Sejak wabah covid-19 merebak di Indonesia pada bulan maret lalu, perekonomian para pengusaha dibidang makanan menurun drastis. Apalagi saat pemerintah menginformasikan adanya peraturan untuk membatasi suatu kegiatan yang menimbulkan perkumpulan. Tentunya, peraturan itu diberlakukan adalah untuk mencegah terjadinya penyebaran covid-19 yang terus meningkat.

Banyak kegiatan-kegiatan yang dibatasi agar tidak terjadi perkumpulan seperti belajar, bekerja dan beribadah pun harus dilakukan di rumah. Tidak hanya itu, dibidang perdagangan pun banyak yang terpaksa harus ditutup bahkan karyawan pun tidak lagi bisa bekerja. Ketika semua kegiatan diluar rumah dibatasi (social distancing), tingkat perekonomian menurun, maka banyak masyarakat yang lebih memilih menyediakan stok makanan di rumah. Maka hal ini akan sangat berimbas terhadap bisnis kuliner.

Beberapa hari yang lalu, pemilik usaha “griya aqiqah karawang” sedikit mengeluhkan tentang usahanya yang makin hari makin menurun dikarenakan beberapa pengajian rutin diberhentikan (physical distancing) sampai wabah ini berakhir. Akhirnya beberapa pesanan cattering pun dibatalkan.

“saya harus menggaji karyawan, Saya harus membayar pengeluara-pengeluaran lainnya, tetapi pemasukan sampai tanggal segini pun tidak seperti biasanya. Semoga wabah ini cepat berlalu. ” ucap pemilik bisnis catering tersebut dengan lesuh menguatkan diri.

Dari keluhan tersebut, ide cemerlang mulai bermunculan. Bagaimana caranya agar tetap bisa mematuhi aturan pemerintah dalam masa pandemi ini namun bisnis kuliner pun tetap jalan.

Saya bantu keluhan bapak tersebut dengan membuat poster digital untuk mempromosikan usaha bapak melalui media sosial, agar masyarakat tahu bahwa bisnis tersebut bisa melayani mereka dengan selogan #dirumahaja, kami yang melayani kebutuhan kalian.

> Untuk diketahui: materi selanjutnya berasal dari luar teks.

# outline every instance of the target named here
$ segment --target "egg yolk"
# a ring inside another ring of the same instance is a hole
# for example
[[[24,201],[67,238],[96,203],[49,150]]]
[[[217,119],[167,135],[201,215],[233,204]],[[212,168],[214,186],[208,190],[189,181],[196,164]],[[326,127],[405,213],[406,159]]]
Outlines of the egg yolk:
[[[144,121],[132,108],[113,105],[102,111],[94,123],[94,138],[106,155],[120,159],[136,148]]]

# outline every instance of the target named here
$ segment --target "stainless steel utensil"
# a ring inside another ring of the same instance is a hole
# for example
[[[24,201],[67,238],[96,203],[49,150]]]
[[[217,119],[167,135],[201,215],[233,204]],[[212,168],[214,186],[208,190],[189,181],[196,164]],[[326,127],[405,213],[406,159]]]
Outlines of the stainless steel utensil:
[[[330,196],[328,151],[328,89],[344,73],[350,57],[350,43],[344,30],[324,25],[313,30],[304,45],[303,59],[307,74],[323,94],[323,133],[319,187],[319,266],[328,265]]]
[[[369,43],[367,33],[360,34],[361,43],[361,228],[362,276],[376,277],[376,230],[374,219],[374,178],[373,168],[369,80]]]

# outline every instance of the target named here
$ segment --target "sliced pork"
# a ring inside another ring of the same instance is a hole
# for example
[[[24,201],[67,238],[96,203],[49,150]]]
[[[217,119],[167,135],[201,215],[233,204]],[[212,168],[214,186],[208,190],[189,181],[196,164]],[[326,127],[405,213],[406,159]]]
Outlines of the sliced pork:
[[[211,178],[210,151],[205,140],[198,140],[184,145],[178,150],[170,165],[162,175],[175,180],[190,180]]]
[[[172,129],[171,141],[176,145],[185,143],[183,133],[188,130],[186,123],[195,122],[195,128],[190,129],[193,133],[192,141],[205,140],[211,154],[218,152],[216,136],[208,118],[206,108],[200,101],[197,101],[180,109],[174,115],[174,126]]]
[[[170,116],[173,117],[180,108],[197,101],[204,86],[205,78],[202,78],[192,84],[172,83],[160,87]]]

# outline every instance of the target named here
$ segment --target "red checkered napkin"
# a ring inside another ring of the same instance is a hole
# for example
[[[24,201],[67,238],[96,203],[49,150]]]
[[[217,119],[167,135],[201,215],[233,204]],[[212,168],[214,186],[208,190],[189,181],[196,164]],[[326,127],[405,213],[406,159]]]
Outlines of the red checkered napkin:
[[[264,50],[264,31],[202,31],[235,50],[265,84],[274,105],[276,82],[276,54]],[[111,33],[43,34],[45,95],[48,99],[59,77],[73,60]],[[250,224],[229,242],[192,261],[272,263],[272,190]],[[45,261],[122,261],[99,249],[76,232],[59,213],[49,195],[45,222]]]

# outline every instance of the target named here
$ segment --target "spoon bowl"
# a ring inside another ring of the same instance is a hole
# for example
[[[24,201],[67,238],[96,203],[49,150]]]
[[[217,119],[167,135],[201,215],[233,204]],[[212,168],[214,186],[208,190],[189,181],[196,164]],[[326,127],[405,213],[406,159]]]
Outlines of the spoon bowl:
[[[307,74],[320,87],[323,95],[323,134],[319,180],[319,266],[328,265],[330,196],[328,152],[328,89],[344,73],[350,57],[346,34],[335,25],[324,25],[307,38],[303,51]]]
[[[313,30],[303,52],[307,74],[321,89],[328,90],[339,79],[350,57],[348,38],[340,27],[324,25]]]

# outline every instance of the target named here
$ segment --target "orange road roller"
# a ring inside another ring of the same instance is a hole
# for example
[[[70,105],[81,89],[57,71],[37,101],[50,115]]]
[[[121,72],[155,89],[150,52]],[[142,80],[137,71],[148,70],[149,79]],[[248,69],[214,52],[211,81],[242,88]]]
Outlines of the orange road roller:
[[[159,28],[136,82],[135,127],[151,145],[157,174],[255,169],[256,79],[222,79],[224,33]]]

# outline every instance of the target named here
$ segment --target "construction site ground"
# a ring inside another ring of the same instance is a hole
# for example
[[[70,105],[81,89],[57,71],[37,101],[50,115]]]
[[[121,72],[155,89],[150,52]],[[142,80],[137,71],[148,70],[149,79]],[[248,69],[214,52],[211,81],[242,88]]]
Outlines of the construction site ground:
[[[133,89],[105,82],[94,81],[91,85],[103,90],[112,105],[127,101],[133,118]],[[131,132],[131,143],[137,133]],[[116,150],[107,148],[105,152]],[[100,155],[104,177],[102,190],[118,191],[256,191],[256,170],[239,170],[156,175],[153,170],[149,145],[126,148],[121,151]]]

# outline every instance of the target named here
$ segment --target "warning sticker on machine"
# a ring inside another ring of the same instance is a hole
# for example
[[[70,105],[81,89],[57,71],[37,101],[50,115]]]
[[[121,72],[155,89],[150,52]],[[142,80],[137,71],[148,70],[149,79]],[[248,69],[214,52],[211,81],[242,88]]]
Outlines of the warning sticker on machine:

Melalui usaha yang kuat dalam mempromosikan usaha ini melalui ide baru yaitu mempromosikannya di media sosial dan selalu diiringi doa meminta pertolonganNya. Alhamdulillah dalam seminggu pemesanan berikutnya lebih banyak dibandingkan seminggu yang lalu.

“alhamdulillah bulan ini saya menggaji karyawandan omzet sudah mulai naik kembali.” papar Dia.